Happy birthday to you! Happy birthday to you! Happy birthday, dear Short Message Service! Happy birthday to you! Twenty five years and one day ago the first SMS ever was sent*. It read ”Merry Christmas” and was sent to Richard Jarvis, the then CEO of Verizon, who received it on his Orbitel 901 cellphone (or, as we would call it today, a large brick).

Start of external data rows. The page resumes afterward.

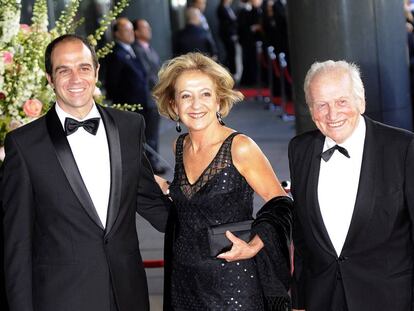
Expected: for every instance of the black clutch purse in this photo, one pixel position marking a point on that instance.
(219, 243)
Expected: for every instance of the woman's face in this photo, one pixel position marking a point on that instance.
(196, 101)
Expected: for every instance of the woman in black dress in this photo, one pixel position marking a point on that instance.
(217, 171)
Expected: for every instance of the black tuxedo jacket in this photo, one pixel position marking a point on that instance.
(125, 80)
(58, 257)
(376, 263)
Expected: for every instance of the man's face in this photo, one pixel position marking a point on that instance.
(334, 107)
(73, 77)
(125, 32)
(143, 32)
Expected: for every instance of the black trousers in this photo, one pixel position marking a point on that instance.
(339, 298)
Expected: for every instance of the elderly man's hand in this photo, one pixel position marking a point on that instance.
(240, 249)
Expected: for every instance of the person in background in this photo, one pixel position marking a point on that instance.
(70, 186)
(151, 62)
(217, 171)
(250, 30)
(126, 79)
(228, 33)
(194, 38)
(352, 182)
(201, 5)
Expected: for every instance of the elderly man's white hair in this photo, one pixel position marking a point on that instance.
(329, 66)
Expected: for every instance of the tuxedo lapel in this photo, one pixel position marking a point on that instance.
(68, 164)
(364, 202)
(112, 135)
(318, 226)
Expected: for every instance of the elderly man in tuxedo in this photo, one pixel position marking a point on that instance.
(352, 184)
(70, 186)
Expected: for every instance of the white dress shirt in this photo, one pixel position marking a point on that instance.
(338, 185)
(91, 153)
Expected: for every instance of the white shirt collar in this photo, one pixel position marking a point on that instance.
(94, 113)
(354, 141)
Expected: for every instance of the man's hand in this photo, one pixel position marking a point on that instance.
(240, 249)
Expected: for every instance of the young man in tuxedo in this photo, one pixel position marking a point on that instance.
(71, 184)
(352, 184)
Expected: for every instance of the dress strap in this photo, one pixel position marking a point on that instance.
(228, 142)
(179, 148)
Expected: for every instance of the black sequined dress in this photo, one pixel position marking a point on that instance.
(220, 195)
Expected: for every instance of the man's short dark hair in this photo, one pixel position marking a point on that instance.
(68, 37)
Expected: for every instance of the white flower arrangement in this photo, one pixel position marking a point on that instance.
(24, 92)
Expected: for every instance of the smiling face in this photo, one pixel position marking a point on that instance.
(73, 77)
(195, 100)
(334, 107)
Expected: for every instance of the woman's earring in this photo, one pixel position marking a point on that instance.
(177, 125)
(219, 118)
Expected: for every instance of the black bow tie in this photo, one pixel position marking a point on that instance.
(327, 154)
(89, 125)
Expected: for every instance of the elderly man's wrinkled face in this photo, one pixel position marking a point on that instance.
(334, 107)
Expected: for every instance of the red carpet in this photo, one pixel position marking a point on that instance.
(251, 93)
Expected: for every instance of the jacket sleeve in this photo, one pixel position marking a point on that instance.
(152, 204)
(17, 200)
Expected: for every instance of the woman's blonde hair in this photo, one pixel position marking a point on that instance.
(164, 91)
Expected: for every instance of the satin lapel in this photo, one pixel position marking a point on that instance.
(318, 226)
(364, 202)
(68, 164)
(112, 135)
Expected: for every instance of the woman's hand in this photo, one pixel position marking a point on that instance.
(240, 249)
(163, 183)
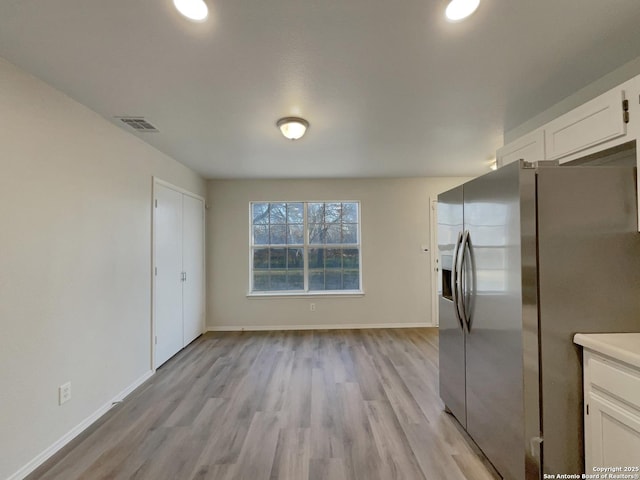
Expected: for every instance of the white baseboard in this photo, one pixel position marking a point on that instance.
(340, 326)
(78, 429)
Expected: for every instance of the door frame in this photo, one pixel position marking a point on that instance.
(155, 183)
(435, 260)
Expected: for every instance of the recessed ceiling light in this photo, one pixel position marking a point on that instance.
(195, 10)
(460, 9)
(292, 128)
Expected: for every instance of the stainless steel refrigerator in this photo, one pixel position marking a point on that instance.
(531, 254)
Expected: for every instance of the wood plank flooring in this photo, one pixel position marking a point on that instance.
(316, 405)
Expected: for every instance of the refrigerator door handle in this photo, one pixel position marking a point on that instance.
(465, 246)
(455, 281)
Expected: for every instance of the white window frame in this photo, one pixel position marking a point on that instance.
(306, 246)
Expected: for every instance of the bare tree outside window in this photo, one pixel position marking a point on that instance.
(305, 246)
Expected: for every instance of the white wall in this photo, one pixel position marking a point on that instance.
(75, 256)
(396, 272)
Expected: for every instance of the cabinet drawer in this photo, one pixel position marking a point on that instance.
(618, 380)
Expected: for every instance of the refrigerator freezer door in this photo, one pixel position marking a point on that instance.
(494, 344)
(451, 342)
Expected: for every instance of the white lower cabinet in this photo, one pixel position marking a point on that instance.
(611, 411)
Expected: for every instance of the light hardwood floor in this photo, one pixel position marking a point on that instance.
(317, 405)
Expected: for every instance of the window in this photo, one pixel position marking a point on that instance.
(305, 247)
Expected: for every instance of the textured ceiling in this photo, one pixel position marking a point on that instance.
(390, 88)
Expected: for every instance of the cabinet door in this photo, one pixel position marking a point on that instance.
(614, 434)
(168, 278)
(193, 266)
(595, 122)
(529, 147)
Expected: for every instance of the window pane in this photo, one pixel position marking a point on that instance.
(278, 280)
(277, 258)
(260, 234)
(278, 213)
(295, 259)
(281, 228)
(316, 258)
(295, 213)
(278, 234)
(261, 280)
(350, 212)
(350, 258)
(316, 280)
(333, 279)
(296, 234)
(332, 212)
(316, 233)
(351, 280)
(350, 233)
(333, 258)
(260, 213)
(334, 234)
(295, 280)
(315, 213)
(260, 258)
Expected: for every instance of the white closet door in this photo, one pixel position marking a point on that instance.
(168, 261)
(193, 266)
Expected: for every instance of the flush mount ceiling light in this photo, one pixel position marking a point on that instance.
(195, 10)
(460, 9)
(292, 128)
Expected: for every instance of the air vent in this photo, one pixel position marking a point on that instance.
(139, 124)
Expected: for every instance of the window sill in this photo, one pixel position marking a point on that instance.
(335, 294)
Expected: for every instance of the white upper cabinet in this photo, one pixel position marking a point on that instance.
(529, 147)
(596, 122)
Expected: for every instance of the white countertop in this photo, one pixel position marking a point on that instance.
(621, 346)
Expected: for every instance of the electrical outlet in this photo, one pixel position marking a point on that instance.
(64, 393)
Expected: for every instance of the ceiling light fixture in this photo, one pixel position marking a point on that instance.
(460, 9)
(292, 128)
(195, 10)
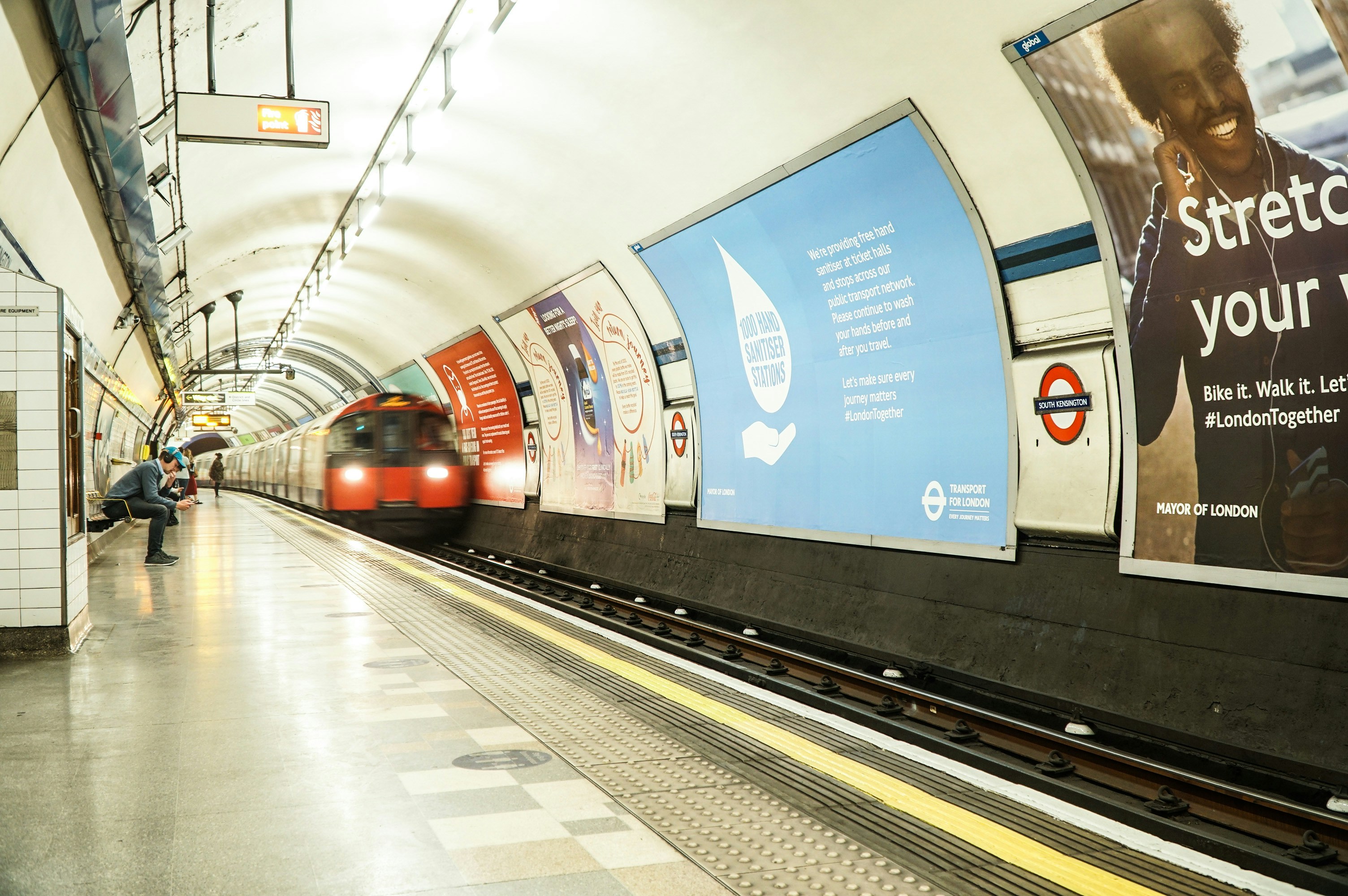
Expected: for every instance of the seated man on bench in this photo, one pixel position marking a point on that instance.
(139, 494)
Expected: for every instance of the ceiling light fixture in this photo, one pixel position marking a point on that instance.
(367, 207)
(170, 241)
(161, 125)
(449, 82)
(502, 11)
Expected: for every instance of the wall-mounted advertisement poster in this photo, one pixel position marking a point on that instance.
(486, 406)
(850, 351)
(599, 401)
(1216, 134)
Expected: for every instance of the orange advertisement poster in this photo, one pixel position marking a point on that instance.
(290, 121)
(491, 426)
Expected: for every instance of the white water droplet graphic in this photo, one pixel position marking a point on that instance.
(765, 348)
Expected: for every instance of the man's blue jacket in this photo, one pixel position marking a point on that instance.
(143, 483)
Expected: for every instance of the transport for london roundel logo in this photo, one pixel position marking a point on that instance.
(678, 434)
(933, 500)
(1061, 388)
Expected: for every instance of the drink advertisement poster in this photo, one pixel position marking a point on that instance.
(599, 403)
(850, 352)
(1211, 134)
(486, 406)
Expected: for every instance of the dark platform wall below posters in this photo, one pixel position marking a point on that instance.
(1261, 672)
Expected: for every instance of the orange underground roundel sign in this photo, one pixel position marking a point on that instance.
(1063, 403)
(678, 434)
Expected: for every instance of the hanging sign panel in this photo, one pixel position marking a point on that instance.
(1228, 215)
(599, 402)
(850, 351)
(486, 407)
(223, 118)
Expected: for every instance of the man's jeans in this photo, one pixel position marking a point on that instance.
(143, 510)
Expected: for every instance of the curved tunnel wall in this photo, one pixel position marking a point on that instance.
(1258, 670)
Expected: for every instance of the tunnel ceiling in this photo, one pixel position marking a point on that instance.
(576, 130)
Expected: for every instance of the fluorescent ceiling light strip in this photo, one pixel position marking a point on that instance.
(437, 46)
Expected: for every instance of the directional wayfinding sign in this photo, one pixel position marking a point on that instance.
(221, 118)
(232, 399)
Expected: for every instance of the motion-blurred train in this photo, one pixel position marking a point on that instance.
(386, 464)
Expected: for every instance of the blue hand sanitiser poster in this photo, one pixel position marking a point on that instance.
(850, 353)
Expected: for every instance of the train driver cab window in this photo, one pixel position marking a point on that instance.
(395, 425)
(435, 433)
(355, 433)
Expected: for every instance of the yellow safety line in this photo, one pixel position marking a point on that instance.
(971, 828)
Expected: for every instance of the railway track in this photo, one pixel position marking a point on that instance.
(1308, 844)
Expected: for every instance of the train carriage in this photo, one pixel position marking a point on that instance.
(387, 464)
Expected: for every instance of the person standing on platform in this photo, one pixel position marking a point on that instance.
(139, 492)
(217, 474)
(184, 476)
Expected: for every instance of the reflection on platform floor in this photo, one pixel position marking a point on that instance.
(297, 709)
(242, 724)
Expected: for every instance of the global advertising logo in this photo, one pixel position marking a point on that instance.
(766, 352)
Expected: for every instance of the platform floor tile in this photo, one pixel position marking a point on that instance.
(243, 723)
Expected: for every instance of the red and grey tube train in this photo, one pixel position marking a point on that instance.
(386, 464)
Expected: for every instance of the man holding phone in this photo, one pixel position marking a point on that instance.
(139, 492)
(1239, 278)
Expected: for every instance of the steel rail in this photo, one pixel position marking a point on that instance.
(1259, 814)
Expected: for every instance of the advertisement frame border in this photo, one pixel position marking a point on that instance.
(894, 114)
(646, 340)
(1129, 565)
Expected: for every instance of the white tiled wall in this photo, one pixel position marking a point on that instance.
(31, 530)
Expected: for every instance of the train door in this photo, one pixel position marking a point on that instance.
(350, 482)
(395, 445)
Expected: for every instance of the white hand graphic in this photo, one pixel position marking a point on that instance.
(766, 444)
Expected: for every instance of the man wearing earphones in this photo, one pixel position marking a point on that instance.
(1238, 278)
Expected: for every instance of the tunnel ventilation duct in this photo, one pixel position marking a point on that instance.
(92, 46)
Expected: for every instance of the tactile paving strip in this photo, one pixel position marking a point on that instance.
(514, 669)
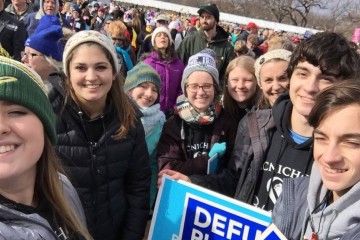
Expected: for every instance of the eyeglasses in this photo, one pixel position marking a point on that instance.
(118, 39)
(30, 55)
(194, 88)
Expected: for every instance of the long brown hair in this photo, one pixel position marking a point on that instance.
(125, 112)
(48, 183)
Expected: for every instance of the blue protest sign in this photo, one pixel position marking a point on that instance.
(187, 211)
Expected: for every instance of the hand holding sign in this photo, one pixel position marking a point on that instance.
(173, 175)
(218, 148)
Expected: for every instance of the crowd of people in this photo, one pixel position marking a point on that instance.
(99, 101)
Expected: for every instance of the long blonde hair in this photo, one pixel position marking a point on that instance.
(230, 105)
(125, 112)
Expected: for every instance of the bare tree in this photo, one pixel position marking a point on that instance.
(296, 11)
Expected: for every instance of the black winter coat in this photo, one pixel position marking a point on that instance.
(112, 177)
(12, 35)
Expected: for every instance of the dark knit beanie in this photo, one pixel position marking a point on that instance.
(142, 72)
(211, 9)
(21, 85)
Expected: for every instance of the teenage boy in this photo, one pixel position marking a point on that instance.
(275, 144)
(325, 205)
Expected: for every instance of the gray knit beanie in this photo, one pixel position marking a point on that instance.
(202, 61)
(280, 54)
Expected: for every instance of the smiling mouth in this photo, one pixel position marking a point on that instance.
(334, 171)
(91, 86)
(7, 148)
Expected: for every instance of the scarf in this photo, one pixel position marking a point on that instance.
(126, 56)
(152, 117)
(189, 114)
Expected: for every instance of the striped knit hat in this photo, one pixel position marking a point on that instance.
(21, 85)
(141, 73)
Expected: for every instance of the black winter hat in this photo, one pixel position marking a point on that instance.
(210, 8)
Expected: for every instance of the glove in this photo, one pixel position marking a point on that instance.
(218, 148)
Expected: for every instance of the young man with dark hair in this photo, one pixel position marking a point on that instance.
(272, 145)
(211, 35)
(324, 205)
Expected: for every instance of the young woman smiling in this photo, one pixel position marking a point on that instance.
(101, 138)
(36, 200)
(200, 127)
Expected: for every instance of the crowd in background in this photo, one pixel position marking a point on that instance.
(138, 92)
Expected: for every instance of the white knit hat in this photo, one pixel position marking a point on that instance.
(281, 54)
(88, 36)
(159, 30)
(202, 61)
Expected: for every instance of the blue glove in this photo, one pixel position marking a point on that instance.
(218, 148)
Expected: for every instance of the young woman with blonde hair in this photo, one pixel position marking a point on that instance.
(101, 138)
(241, 91)
(36, 199)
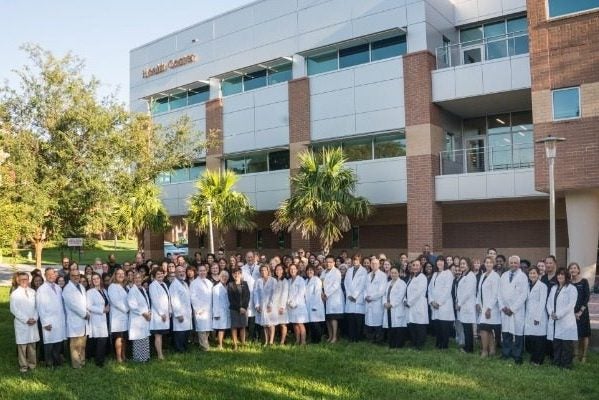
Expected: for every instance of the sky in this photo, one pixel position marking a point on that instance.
(102, 32)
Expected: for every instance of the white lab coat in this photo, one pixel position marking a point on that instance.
(536, 310)
(513, 295)
(416, 300)
(181, 305)
(355, 286)
(22, 307)
(119, 308)
(220, 307)
(98, 324)
(314, 302)
(466, 298)
(564, 327)
(375, 288)
(51, 312)
(139, 327)
(439, 290)
(201, 302)
(488, 299)
(160, 306)
(75, 305)
(296, 301)
(332, 289)
(398, 310)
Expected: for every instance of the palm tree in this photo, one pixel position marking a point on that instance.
(322, 202)
(230, 209)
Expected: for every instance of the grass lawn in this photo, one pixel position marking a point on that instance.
(341, 371)
(124, 251)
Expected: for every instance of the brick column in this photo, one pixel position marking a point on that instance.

SMS has been worked on since 1985. Heard researcher of the project was a German called Friedhelm Hillebrand. It is thanks to him (because of him?), as well as thanks to the limited technology of the time he worked in that today’s messages are limited to 160 characters. Yes, nowadays text messages can be much longer, but these are not actually single SMS’s – they are instead a chain of single messages seamlessly connected to one another. What is interesting is that SMS were at first not supposed to be available for customers; they were created with operators in mind. Their purpose was to allow phone operators to inform their clients about promotions and other important news, kinda like the spam folder in your e-mail box :D. SMS was first used as a commercial service in Finland, 1993, where it quickly gained popularity with the teenagers.
Today SMS is still alive and kicking, although the service is seeing slow decline thanks to messenengers such as Facebook, Twitter etc. Still, it is unlikly that the SMS will disappear anytime sooner than in ten years or so.
*I am pretty sure that the first SMS ever was sent before that, in Vodafone’s laboratory, during the service’s tests, but hey, that does not make a good headliner.